The earthquake struck at 1:30am, 9.3 miles northwest of San Marcos, near the Mexican border. Rubble from a falling wall killed one woman in San Marcos, and a collapsed church killed a homeless man in nearby San Sebastián, Retalhueleu. Three women died of heart attacks resulting from the fright of the earthquake awakening them in the night.
President Jimmy Morales tweeted this morning, asking citizens to stay calm and alert to the possibility of aftershocks while they awaited more official information.
“We greatly mourn the loss of lives,” he said.
Depth and Reach of the Earthquake
At 111km (69 miles) deep, and relatively far inland, there is no threat of a tsunami, according to the Pacific Tsunami Warning Centre. Shallower earthquakes cause more damage and are typically more hazardous.
The quake was felt by about 12 million people across Guatemala and Mexico. It even awakened people in the capital, Guatemala City, about 154 miles away, where there is so far no reported damage.
The epicenter was reported to be close to the base of Volcán Tajumulco, a dormant volcano and the highest mountain in Central America.
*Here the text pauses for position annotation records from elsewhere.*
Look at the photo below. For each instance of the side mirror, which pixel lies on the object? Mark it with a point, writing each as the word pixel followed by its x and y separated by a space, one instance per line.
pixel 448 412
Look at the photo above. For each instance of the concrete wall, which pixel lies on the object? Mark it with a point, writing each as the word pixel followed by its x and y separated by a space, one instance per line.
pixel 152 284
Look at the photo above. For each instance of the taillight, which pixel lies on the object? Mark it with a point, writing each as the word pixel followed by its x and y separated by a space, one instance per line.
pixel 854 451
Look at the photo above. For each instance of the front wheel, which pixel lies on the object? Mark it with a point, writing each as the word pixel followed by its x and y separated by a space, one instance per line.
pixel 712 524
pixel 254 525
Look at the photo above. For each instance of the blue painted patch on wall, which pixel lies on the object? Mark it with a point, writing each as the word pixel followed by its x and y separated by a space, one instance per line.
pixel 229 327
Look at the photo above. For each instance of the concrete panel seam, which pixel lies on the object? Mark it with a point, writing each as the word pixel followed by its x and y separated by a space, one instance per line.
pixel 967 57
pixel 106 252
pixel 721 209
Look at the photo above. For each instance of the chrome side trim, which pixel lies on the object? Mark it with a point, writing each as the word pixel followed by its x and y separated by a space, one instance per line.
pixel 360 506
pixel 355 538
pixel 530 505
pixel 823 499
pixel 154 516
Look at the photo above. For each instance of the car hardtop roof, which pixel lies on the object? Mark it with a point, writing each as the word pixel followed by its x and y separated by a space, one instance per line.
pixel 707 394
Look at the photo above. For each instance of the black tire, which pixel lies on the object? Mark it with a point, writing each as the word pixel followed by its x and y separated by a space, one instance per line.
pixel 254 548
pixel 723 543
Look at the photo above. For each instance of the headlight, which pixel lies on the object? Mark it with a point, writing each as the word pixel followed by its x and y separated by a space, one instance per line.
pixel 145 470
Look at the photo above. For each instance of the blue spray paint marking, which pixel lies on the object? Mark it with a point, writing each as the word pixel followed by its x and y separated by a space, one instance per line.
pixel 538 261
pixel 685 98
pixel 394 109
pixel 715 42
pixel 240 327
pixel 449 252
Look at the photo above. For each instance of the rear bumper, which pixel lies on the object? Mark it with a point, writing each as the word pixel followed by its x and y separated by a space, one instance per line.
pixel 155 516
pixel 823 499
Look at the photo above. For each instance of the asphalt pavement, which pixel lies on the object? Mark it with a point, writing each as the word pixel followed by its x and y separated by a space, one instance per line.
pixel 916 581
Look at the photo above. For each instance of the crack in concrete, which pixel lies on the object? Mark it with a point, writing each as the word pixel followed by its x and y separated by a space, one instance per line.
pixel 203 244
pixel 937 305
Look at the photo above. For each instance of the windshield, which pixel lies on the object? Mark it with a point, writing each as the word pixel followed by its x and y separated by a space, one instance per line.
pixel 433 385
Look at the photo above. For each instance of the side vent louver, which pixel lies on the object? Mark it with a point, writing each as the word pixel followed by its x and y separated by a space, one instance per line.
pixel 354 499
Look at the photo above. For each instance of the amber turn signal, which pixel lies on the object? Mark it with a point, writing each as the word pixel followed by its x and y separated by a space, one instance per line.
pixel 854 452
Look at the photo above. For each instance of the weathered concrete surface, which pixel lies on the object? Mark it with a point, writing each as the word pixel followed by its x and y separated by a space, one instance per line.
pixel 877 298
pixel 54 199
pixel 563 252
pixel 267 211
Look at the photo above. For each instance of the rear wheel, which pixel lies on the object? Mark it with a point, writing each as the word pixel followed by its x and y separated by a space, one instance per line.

Mudslides, power outages, and damage to homes and buildings have been reported across Retalhuleu, Quetzaltenango and Suchitepequez departments. Schools will be closed today as officials inspect the damage.
The most toll seems to have been taken on the mud and straw houses of the region’s poorer citizens. The area surrounding Volcán Tajumulco is rural and sparsely populated.
A Major Earthquake Zone
The earthquake peaked after a series of smaller quakes struck at sea near the Mexican state of Chiapas. An aftershock followed about 20 minutes after the main earthquake.
Guatemala lies on a major faultline, where the Caribbean tectonic plate meets the Cocos plate. This makes it susceptible to earthquakes, which are unpredictable. San Marcos was also the site of a 7.4 magnitude earthquake in 2012, which killed 48 people.